Chapter 4 Control unit

A processor is composed of datapath and control unit. Datapath of a processor is the execution unit such as ALU, shifter, registers and their interconnects. Control unit is considered to be the most complex part of a processor. Its function is to control various units in the datapath. Control unit realises the behaviour of a processor as specified by its micro-operations. The performance of control unit is crucial as it determines the clock cycle of the processor.

Control unit can be implemented by hardwired or by microprogram. A computer designer strives to optimise three aspects of control unit design:

1. the complexity (hence cost) of the control unit

2. the speed of control unit

3. the engineering cost of the design (time, correctness etc.)

Hardwired control unit

In the past, hardwired control unit is very difficult to design hence its engineering cost is very high. Presently, the emphasis of computer design is the performance therefore hardwired design is the choice. Also the CAD tools for logic design have improved to the point that a complex design can be mostly automated. Therefore almost all processors of today use hardwired control unit.

Starting with a behavioural description of the control unit, the state diagram of micro-operations is constructed. Most states are simply driven by clock and only transition to the next state. Some states branch to different states depend on conditions such as testing conditional codes or decoding the instruction.

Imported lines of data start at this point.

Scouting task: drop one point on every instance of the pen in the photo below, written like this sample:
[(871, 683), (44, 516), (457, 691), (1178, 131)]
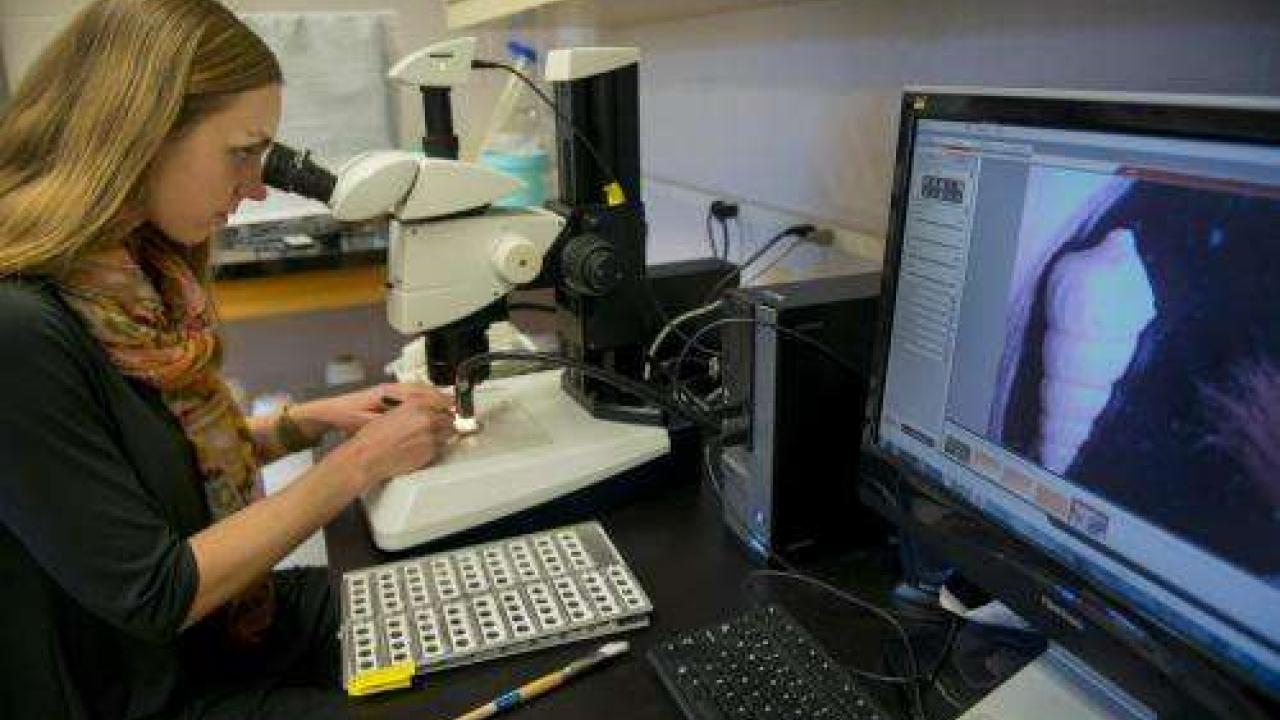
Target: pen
[(545, 683)]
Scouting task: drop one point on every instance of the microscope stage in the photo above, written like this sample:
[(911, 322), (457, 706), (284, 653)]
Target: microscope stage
[(535, 443)]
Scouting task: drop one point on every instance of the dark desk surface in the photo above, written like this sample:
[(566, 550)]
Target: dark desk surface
[(672, 538)]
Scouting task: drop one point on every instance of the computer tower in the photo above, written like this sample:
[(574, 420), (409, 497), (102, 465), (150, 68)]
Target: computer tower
[(790, 477)]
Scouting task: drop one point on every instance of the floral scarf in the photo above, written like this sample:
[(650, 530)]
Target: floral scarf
[(151, 314)]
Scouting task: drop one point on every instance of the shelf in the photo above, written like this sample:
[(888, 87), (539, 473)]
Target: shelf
[(594, 13), (250, 299)]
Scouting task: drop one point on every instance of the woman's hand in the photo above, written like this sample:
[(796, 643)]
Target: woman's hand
[(351, 411), (400, 441)]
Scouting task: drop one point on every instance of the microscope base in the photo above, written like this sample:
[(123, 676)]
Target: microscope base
[(535, 445)]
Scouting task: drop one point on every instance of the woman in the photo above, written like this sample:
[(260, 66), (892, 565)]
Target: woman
[(135, 552)]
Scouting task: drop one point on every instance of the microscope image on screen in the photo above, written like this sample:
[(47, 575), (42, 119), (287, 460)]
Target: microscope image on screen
[(1142, 351)]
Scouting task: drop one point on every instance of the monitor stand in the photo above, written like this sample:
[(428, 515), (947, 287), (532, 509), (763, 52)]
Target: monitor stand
[(1057, 686)]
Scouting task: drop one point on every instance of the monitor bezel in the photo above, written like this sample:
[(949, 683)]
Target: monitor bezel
[(1196, 675)]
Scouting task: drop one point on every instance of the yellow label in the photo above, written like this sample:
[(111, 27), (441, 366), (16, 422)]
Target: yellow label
[(613, 195), (392, 678)]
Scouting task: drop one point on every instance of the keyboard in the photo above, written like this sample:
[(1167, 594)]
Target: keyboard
[(760, 665)]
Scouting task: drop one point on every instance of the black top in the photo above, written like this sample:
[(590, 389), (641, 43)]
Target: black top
[(99, 492)]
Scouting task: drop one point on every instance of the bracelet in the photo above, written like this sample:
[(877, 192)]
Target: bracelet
[(289, 433)]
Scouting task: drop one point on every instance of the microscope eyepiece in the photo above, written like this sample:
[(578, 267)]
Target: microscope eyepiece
[(284, 168)]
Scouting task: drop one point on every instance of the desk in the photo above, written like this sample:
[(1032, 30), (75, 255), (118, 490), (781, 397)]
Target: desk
[(671, 537), (668, 528)]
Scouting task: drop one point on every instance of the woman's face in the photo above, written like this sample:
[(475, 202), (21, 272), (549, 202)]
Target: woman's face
[(199, 178)]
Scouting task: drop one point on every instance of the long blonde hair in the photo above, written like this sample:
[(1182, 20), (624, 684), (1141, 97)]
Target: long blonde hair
[(95, 109)]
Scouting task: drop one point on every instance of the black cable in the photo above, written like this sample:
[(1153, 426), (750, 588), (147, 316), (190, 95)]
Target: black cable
[(910, 682), (590, 147), (952, 630), (465, 388), (785, 332), (776, 259), (798, 231)]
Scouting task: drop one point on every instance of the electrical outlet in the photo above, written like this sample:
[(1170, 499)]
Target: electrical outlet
[(822, 236), (723, 209)]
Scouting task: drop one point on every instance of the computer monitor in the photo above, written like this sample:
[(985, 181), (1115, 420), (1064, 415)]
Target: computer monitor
[(1078, 374)]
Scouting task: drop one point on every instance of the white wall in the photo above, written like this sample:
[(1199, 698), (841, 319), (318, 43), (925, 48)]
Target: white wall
[(795, 108), (26, 27)]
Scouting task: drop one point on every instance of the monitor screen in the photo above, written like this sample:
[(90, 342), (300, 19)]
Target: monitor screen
[(1083, 343)]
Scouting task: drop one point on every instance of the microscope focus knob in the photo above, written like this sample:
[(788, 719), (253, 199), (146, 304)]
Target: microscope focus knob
[(590, 265), (517, 259)]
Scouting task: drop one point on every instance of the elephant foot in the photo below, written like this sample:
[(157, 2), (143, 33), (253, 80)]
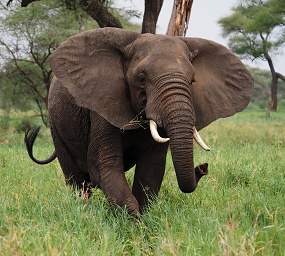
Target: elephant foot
[(85, 192), (201, 170)]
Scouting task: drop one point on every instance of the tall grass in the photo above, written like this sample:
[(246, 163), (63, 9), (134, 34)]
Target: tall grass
[(238, 209)]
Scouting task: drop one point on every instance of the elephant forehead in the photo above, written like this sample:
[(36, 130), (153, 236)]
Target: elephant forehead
[(157, 44)]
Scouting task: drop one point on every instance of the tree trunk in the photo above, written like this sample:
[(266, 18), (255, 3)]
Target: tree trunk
[(151, 13), (179, 20), (274, 84)]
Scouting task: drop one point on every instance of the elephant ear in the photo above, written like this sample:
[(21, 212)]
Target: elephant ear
[(90, 66), (222, 85)]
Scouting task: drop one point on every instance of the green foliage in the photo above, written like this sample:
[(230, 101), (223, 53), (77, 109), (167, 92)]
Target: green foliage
[(238, 209), (255, 27), (29, 36)]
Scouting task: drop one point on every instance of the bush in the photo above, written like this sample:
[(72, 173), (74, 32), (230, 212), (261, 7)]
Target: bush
[(5, 122)]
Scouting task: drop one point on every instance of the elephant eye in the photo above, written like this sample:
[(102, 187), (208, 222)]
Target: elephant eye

a) event : go to next state
b) event : go to state 1 or state 2 depends on conditionals

Figure 4.1 several types of states in a state diagram

From the state diagram, a hardware realization can be constructed almost automatically by some CAD tools. The in-depth topic of logic design for sequential circuits and logic minimization can be consulted from many basic textbooks on the subject such as Katz [KAT93]. The control circuit is implemented using Programmable Logic Array (PLA). In general, any sequential circuit (which can implement any state machine) can be constructed from combinational circuits with feedback. The feedback information is the states. If the feedback path uses no clock, the circuit is called asynchronous. If the feedback path uses a latch with clock, the circuit is called synchronous. Synchronous circuits are used almost exclusively for sequential circuits today as they are easier to design and can be implemented reliably. Most of the CAD tools handle synchronous circuits.

Asynchronous circuit has been used for the reason of speed as in many early computer designs, for example, ILLIAC and many computers in the class called supercomputer. But it is difficult to implement reliably and it is still much more difficult to do systematic design of a complex machine using asynchronous circuits. The combinational part of the control circuit can be regarded as a memory where its content is the map of the inputs to the outputs (states are considered to be a part of the outputs). This view of combination circuit as a memory is called Random Access Memory model (RAM) of computation machines.

The bound of complexity of control is States ´ Control inputs ´ Control outputs

Microprogrammed control unit

Maurice Wilkes invented "microprogram" in 1953 [WIL85]. He realised an idea that made a control unit easier to design and is more flexible. His idea is that a control unit can be implemented as a memory which contains patterns of the control bits and part of the flow control for sequencing those patterns. Microprogram control unit is actually like a miniature computer which can be "programmed" to sequence the patterns of control bits. Its "program" is called "microprogram" to distinguish it from an ordinary computer program. Using microprogram, a control unit can be implemented for a complex instruction set which is impossible to do by hardwired.

Microprogram approach for control unit has several advantages:

1. One computer model can be microprogrammed to "emulate" other model.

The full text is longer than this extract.